Em Kid, o clima imersivo e misterioso das músicas do DIIV ganha uma cara mais tranquila, enquanto o vocalista Zachary Cole Smith canta coisas como “chega, largue tudo, você não precisa dizer nada / venha deitar no chão / todo mundo é uma criancinha se escondendo dos seus sentimentos / ou de algo que você fez”.

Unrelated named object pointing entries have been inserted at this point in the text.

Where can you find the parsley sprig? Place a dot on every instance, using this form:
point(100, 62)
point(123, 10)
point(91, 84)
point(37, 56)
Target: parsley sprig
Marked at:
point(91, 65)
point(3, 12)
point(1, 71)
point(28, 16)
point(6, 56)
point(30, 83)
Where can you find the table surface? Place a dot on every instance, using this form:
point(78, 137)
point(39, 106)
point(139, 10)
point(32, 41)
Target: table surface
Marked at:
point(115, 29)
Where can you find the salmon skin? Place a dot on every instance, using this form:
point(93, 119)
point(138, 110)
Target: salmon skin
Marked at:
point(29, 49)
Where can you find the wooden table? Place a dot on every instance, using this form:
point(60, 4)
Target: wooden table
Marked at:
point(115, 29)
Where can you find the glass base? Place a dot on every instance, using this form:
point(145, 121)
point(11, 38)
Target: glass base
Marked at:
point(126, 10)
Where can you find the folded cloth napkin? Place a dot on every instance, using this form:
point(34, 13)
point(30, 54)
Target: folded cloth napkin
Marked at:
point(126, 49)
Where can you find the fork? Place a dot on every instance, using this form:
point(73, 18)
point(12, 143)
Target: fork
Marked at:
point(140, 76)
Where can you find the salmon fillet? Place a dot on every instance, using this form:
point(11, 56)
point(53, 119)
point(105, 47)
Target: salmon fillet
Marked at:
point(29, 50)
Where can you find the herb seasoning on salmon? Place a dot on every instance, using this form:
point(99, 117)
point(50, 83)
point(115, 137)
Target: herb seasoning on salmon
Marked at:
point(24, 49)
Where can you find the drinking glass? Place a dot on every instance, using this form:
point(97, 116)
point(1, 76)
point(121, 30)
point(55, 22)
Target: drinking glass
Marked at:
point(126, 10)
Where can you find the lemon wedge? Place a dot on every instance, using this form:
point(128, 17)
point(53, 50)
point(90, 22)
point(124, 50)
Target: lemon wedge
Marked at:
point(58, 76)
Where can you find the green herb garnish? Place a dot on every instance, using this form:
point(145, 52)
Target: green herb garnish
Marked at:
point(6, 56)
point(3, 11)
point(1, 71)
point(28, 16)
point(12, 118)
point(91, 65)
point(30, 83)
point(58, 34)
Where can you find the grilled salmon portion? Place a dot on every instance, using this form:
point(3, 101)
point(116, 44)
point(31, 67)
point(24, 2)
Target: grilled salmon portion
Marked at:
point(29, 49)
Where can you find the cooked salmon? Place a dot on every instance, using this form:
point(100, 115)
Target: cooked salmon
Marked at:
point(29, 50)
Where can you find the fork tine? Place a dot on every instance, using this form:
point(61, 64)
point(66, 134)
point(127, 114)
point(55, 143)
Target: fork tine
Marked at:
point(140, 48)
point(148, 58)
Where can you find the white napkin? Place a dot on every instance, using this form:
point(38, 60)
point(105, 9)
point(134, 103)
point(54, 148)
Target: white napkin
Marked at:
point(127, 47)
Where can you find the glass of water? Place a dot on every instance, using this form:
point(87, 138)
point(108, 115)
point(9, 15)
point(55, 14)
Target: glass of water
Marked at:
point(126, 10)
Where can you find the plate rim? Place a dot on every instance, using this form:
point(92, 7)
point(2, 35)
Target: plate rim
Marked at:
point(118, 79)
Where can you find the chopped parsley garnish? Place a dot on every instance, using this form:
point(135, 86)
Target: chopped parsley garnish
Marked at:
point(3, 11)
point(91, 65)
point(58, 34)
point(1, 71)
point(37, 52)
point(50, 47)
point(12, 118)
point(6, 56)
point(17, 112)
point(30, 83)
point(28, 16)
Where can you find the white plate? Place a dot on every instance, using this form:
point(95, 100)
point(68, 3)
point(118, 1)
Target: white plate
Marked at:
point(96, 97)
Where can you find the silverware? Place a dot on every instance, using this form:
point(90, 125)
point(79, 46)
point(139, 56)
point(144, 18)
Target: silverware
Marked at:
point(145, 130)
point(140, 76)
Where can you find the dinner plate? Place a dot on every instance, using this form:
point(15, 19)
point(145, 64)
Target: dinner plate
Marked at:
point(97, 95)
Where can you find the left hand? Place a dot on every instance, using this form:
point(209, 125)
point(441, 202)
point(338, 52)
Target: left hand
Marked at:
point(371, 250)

No clipe da faixa, o quarteto surge com visual comportado, tocando entre brinquedos, filmado sempre pelo ponto de vista de uma criança – que faz coisas de criança, como correr entre os músicos, colocar a mão na lente do celular, etc. Os músicos interagem bastante com a câmera. Segundo a ficha técnica, toda a gravação das imagenss foi feta por “Roy & Julian”, sem sobrenomes.
ZIRP! promete mais mudanças no som da banda – A. G. Cook, produtor do disco, é um dos principais nomes ligados ao antigo coletivo PC Music, além de colaborador frequente de Charli XCX. Cook conta que chegou a considerar uma abordagem mais próxima de remixar e reconstruir as demos da banda (“ao estilo do Screamadelica, transformando-as em um produto final”), mas mudou de estratégia depois de assistir ao DIIV ao vivo.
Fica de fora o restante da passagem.